Hail Lucifer and King Belial for getting me out of my garbage fire of a relationship, I will never be able to thank them enough. 2 weeks ago I asked Lucifer to remove my lying, cheating, emotionally abusive covert narcissist boyfriend of 2.5 years from my life in any way possible or guide me to a spirit who could. I broke down in tears during the evocation and I felt kind of silly for that, but there was a strong comforting presence in the room. I got a sense of “you’re going to be okay”. I also got a sudden headache in my 3rd-eye spot right as I was ending the evocation. It felt like something entered my brain from the outside in, I don’t know how else to describe the sensation.
For the whole week following that, I hadn’t been able to get Belial out of my mind so I took that as a sign. I had strong chills from the moment I started chanting his enn. I know he’s contacted me in the past through dreams, like a few months ago right after I first found out about the extent of BF’s lies and cheating, I dreamed that I unfolded a piece of paper with Belial’s name on it. It seems like he’s just been waiting for me to call him to get this chud out of my life. I asked him to sever whatever ties were holding me to my now ex- psychological, emotional, spiritual, etc, just get rid of whatever is making it so hard to leave. I offered him a shot of Kraken rum, some nice salted dark chocolate, some of my blood on his sigil, and promised a thank-you post here when all was said & done.
I went to put the offerings on the altar but felt the strongest urge to drink the rum. I NEVER drink alcohol, I can’t stand the taste but I had this little voice in my mind saying “chug! chug! chug!” I laughed out loud and asked him if he wanted to me to drink it and got the feeling that he would be greatly entertained if I did. Down the hatch it went lol. Side note- it wasn’t that bad, I may drink with Belial more often now.

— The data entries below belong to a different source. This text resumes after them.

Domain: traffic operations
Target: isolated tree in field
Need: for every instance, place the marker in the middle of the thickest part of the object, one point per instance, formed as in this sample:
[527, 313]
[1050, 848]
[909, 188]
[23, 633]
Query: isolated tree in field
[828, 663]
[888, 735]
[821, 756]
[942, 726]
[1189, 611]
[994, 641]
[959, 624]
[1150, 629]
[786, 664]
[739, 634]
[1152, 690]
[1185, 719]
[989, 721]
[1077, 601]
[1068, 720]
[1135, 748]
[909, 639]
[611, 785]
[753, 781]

After the events of this past week I really think having me drink it was not just so he could have a good chuckle at a lightweight gagging down liquor, but also his way of transplanting me with the strength and righteous anger I needed to finally stand up for myself cause it was like a switch flipped as soon as I took that shot. I no longer felt any fondness or loyalty to my ex, only disgust and anger. The fog completely lifted. I stewed for a few more days trying to decide how to break things off but by Thursday night I was on the verge of exploding with rage and finally just dumped him in no uncertain terms via email. Judge me for that if you will, but with any type of abuser it’s not always safe to break up with them in person. I blocked him everywhere, deleted my facebook, muted him on work chat(can’t block completely, unfortunately), and am finally done. And it feels different this time too. I’ve tried to leave twice before but I still loved him and felt guilty for dumping him. This time though- Just relief, optimism, and a strength I haven’t felt in years. My appetite is back and I’m laughing and smiling again.
Ex is still trying to message me at work, the standard BuT i LoVe YoU LeT mE eXpLaIn! fake remorse manipulative BS followed by sending links to videos and memes as if we’re still friends or something but I’m not responding. I WANT to respond and tell him off, but I know it’s all just a hoovering attempt and with narcissists any attention you give them, positive or negative, only serves to encourage them.
Thank you thank you thank you Lucifer and Belial. I love you both so much. Lucifer already has his own dedicated altar spot, but Belial is definitely getting one now too.
I may still send Glasya-Labolas after him(and go to HR) if he doesn’t stop bugging me, but holy shit y’all. It truly is Independence Day.